Limitations of emittance and source size measurement of laser-accelerated electron beams using the pepper-pot mask method
physics.acc-ph
/ Authors
F. C. Salgado, A. Kozan, D. Seipt, D. Hollatz, P. Hilz, M. Kaluza, A. Sävert, A. Seidel, D. Ullmann, Y. Zhao
and 1 more author
/ Abstract
The pepper-pot method is a widely used technique, originally proposed for measuring the emittance of space-charge-dominated electron beams from radio-frequency photoinjectors. With recent advances in producing high-brightness electron beams via laser wakefield acceleration (LWFA), the method has also been applied to evaluate emittance in this new regime.

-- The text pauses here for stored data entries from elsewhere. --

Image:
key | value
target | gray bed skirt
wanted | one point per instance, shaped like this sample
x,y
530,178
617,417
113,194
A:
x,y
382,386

Here, the limitations of this method for measuring the emittance of LWFA electron beams are investigated, particularly in parameter regimes where the true beam emittance is overestimated. Conducting an experiment at the JETi200 laser system, we measured an upper bound for the geometric beam emittance of $(26.2 \pm 7.3)$ $μ$m mrad using the pepper-pot method. This result is consistent with GEANT4 Monte Carlo simulation of the pepper-pot diagnostic, with an input beam-emittance parameter that matches both PIC simulations of the laser-plasma accelerator and an independent measurement using the transient optical grating method.